When Mr. Segal’s campaign ended, it stopped. The students like myself returned to our schools, those who were graduated returned to the labor force. They scattered. And there an opportunity was missed. We never formalized the ties that bound us. We believed in a progressive vision of Rhode Island. Over 11000 primary voters did, too. That is a sizable number in a state our size. Where was the infrastructure for that? What happened to it? That should be enough to make any candidate think twice about failing to court them. Our people vote. We need to build a progressive infrastructure to force the progressive agenda this state needs to the fore.
A progressive infrastructure is organized voting and activism and media. It’s saying that together, you are stronger than when you are alone. If you vote progressively, and talk to your friends, and that’s it, what did you do? When the politician you voted for gets into power, they won’t know you. They won’t consult with you. You didn’t tell them the reason you voted for them. Is it any mystery then why they ignore what you want? You’re just an anonymous voter. As far as they’re concerned, you wholly endorse all of their policies.
This is the first goal of any progressive infrastructure: organizing voters. When politicians must court voters, they have to, at least partially, implement those voters’ preferred policies or face a candidate who will. Since we can identify the vague issues that matter to voters via polling, we fail to organize voters, instead attempting to “motivate” them. Thus we forget that in a democracy, the loudest yellers get heard first. Those who never speak up get nothing. Rhode Islanders want specific things, but unless they’re willing to articulate those desires before they vote, they aren’t guaranteed of getting them.
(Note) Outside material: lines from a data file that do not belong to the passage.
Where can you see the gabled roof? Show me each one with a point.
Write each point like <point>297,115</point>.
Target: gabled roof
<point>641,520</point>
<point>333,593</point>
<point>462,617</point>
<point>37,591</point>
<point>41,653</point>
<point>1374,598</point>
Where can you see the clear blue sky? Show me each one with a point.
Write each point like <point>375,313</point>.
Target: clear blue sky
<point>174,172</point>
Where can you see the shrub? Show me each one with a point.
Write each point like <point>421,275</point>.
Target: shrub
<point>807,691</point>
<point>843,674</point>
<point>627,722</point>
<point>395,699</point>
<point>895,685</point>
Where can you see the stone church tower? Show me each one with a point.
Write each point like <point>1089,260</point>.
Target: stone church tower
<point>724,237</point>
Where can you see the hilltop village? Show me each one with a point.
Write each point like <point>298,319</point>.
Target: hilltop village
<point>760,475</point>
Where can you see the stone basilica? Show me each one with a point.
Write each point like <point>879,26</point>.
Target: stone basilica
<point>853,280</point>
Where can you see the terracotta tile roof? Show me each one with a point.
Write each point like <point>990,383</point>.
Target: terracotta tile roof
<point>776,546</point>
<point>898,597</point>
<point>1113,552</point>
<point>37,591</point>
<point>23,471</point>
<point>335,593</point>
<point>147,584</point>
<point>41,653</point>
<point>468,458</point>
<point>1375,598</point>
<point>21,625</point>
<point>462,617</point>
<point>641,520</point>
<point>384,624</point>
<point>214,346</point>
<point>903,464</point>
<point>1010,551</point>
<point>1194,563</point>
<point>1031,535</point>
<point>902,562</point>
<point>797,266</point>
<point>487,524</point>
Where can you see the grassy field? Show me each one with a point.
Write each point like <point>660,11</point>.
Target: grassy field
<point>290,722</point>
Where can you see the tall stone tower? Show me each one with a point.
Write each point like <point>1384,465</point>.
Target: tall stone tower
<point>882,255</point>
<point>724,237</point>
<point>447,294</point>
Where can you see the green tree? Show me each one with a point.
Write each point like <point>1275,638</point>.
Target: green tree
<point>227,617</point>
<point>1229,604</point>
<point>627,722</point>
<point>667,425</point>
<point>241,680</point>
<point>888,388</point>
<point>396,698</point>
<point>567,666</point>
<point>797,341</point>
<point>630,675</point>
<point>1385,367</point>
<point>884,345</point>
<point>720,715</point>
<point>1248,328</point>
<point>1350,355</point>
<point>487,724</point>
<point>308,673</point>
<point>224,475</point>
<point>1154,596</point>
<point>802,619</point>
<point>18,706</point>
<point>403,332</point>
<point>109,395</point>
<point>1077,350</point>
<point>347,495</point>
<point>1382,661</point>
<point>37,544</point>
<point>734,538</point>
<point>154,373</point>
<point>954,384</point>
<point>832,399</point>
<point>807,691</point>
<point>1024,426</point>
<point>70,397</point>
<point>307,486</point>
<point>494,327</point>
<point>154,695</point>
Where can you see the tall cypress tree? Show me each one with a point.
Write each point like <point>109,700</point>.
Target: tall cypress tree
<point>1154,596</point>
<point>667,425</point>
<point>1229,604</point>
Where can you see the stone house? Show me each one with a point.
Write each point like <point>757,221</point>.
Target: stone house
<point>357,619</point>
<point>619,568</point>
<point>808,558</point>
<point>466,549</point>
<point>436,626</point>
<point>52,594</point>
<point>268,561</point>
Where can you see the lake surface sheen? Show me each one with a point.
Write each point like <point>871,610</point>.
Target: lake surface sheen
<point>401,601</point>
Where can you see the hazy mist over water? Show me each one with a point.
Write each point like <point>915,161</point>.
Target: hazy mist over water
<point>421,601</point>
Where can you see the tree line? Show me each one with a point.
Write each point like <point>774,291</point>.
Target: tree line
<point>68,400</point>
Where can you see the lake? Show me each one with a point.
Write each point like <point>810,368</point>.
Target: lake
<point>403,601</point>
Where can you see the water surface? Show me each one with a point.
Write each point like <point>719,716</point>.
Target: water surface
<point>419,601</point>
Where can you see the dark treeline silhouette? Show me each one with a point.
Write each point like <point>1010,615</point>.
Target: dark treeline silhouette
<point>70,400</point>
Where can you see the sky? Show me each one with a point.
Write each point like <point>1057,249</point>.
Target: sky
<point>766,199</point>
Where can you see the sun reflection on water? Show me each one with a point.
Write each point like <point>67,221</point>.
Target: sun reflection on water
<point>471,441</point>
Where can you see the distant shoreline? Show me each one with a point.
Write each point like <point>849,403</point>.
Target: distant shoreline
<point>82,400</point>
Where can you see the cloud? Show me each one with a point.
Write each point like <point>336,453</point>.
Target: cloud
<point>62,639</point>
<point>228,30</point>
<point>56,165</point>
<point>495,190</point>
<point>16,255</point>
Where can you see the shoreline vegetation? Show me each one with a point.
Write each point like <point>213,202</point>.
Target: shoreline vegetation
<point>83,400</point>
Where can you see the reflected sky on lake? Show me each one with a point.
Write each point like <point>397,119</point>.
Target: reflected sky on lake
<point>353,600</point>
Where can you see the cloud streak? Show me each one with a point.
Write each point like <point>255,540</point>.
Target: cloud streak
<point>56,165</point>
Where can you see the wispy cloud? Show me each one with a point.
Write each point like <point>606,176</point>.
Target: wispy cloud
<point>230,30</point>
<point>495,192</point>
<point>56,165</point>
Which comes to the second part: activism. The story goes that when Lyndon Johnson had spent a lot of political capital to get the Civil Rights Act passed, Martin Luther King, Jr. knew there was still a need for the Voting Rights Act, and he went to President Johnson and told him as much. And Johnson said, so the story goes, “I wanna do it. Now make me do it.” This is something we need to realize, politicians will disappoint. They have egos on them, but they have to, because their jobs demand it of them. You have to be active, you have to apply pressure. Without pressure, they’ll do whatever they want, no matter how irrelevant it is.
Part of that pressure is where media steps in. I want to be clear here: I think all media is subjective to some extent. To me, there is no truly objective news story besides no news story at all; if only because it comes from a human being. It’s important you know a reporter’s bias, but a biased reporter is not the same as a bad reporter. If a story’s facts are verifiable, if the writer address their own biases and doesn’t attempt to deceive you, then that’s good reporting. Media steers the conversation. It exposes problems, it relays the information that matters to its audience and, most importantly to this discussion, it identifies that audience.
As progressives, we have a duty to organize as voters, to pressure our politicians, and to support and foster our media. If you’re a progressive and you’re happy with what you have right now, then you’re insulated and isolated. We can no longer rely on a candidate-to-candidate strategy of advancing to our goals, because it’s not working.